Now, Fargo Diversion proponents have squandered millions of dollars and years of planning on a project that may not be authorized by Congress, let alone funded. They refuse to give those who would have to sacrifice for the project any voice in the decision.
Currently, the Fargo-Moorhead Diversion project has gone back to be reviewed with a new environmental impact statement with the process to be completed sometime in 2014. And even then, approval from Minnesota and the federal government is in question.
The current plan still does not address the concerns of those impacted.

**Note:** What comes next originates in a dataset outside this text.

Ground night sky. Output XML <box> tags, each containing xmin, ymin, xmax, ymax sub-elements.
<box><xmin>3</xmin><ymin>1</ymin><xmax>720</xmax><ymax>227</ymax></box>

To paraphrase Winston Churchill, “those who fail to learn from history are doomed to repeat it.” West Fargo water leaders had dreamed of the Kindred Dam for many years. If they had invited opponents into the planning process earlier, the area’s flooding problems might have been addressed more quickly.
Fast-forward to the present: will the Diversion Authority’s unwillingness to give weight to the alternative voices make the people of Fargo wait 25 years for a solution? And how many millions of dollars will be washed from the pockets of Fargo taxpayers into the coffers of the lobbyists, the Corps of Engineers and other operatives before the right thing is done?
We firmly believe and are actively working to achieve a process that involves all parties at the table as equals in the task of finding a solution to the valleywide issues. When this occurs, there will be a solution — and we hope sooner rather than later.